Uma bela mulher trafega com sua limusine pela famosa via Mulholland Drive. Ela está bem no centro da mira de um atirador, mas, antes que ele puxe o gatilho, a moça sofre um acidente e perde a memória. Machucada, ela rasteja até um edifício residencial administrado por Coco. Lá mora também Betty, uma jovem recém-chegada na cidade que quer ser atriz. Nesse novo ambiente, a bela desmemoriada passa a ser chamada de Rita, numa referência à Rita Hayworth. Betty resolve ajudar a nova amiga a redescobrir sua identidade.

Depois de alguns anos em que se dedicou a projetos menores na Internet, Lynch rodou "Império dos Sonhos", totalmente em vídeo digital. O filme invocava com ainda mais força as marcas consagradas do diretor, além de ter mais de três horas de duração.

  • "Império dos Sonhos" (2006)


Com: Laura Dern, Jeremy Irons, Justin Theroux, Naomi Watts, Bellina Logan, Scott Coffey, Peter J. Lucas, Ian Abercrombie, Justin Theroux, Neil Dickson, Diane Ladd, William H. Macy
A atriz Nikki Grace prepara-se para interpretar um novo personagem e acaba se apaixonando por seu colega de filmagem. Ela percebe que sua vida está se tornando semelhante à ficção na qual está atuando. Nikki, atormentada e apaixonada, vive uma situação de mistério e vai enlouquecendo lentamente.

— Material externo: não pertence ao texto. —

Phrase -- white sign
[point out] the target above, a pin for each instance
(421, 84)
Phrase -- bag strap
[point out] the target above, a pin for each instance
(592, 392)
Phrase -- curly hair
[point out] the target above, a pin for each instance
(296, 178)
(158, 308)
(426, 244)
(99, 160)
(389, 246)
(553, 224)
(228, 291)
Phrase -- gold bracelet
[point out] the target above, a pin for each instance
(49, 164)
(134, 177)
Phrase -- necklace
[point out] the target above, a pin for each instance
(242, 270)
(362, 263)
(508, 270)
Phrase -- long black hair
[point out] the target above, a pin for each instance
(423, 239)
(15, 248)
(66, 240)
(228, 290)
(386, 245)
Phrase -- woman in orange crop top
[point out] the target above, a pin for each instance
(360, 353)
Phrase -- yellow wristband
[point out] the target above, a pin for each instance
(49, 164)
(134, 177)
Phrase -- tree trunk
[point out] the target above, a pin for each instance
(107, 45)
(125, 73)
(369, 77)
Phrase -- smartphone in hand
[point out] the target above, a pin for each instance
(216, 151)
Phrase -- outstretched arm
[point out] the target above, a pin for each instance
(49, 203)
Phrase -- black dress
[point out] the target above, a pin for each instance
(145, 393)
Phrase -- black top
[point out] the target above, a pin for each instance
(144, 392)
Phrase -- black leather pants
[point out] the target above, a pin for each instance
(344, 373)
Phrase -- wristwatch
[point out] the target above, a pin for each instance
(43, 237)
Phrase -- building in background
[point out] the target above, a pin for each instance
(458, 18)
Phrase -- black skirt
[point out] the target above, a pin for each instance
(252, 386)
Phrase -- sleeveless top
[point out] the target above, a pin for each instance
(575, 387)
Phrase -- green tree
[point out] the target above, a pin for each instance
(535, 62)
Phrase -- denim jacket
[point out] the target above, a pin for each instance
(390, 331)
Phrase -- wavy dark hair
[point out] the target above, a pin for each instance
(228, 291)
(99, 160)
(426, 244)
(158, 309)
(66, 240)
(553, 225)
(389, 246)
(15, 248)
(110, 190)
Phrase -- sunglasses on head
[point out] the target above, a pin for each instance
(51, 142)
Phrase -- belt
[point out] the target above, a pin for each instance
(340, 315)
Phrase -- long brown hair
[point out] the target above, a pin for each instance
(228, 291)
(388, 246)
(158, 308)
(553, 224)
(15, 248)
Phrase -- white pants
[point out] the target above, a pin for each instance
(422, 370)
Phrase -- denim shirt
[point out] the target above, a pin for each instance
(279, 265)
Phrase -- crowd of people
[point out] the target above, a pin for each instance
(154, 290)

Em 2008, Lynch deu início a um projeto relativamente ambicioso, que consistia em entrevistar diversos anônimos pelos Estados Unidos, fazendo um verdadeiro mapa do que pensa o americano sobre o significado da vida. O "Interview Project" pode ser acessado pelo site oficial do diretor, e já conta com mais de cem depoimentos.

Atualmente, Lynch tem dois trabalhos em cinema encaminhados. E ambos diferem bastante de tudo que ele já fez. O primeiro é a animação "Snootworld"; já o segundo é um documentário sobre Maharishi Mahesh Yogi, um guru de meditação transcendental.


  • Curiosidades


Do casamento com Peggy Lynch nasceu Jennifer Chambers Lynch. Ela também é diretora de cinema, e seu trabalho mais conhecido é o terror "Encaixotando Helena".

Lynch pratica e é um dos mais ilustres promotores da meditação transcendental, e ele chegou a vir ao Brasil em 2008 para lançar um livro sobre o assunto.

O site oficial do diretor (www.davidlynch.com) tem uma área para membros onde alguns curtas dele podem ser baixados, como "Dumbland" e "Rabbits".

Lynch cita como grandes ídolos do cinema Federico Fellini, Ingmar Bergman, Orson Welles, Akira Kurosawa, Stanley Kubrick, Jacques Tati, e Alejandro Jodorowsky. Também cita muita admiração pelo escritor Franz Kafka.

O diretor é um grande fã de "O Mágico de Oz", e diversos filmes dele têm referências à história. Em "Coração Selvagem" elas são mais claras.
Lynch cita como influência o trabalho dos cineastas Werner Herzog, Alfred Hitchcock, Billy Wilder e Luis Buñuel.

Kubrick se dizia um grande admirador do trabalho de Lynch. Inclusive, citou "Eraserhead" como uma de suas inspirações para elaborar sua visão de "O Iluminado".

Na juventude, Lynch trabalhou como segurança durante a cerimônia de posse de John F. Kennedy, em 1961.

Os curtas feitos na juventude pelo diretor fazem parte de uma coletânea em DVD chamada "The Short Films of David Lynch". Infelizmente, não foi lançada no Brasil.

Até hoje Lynch não se preocupou em explicar os seus filmes. Para ele, o importante é cada espectador entender da sua maneira.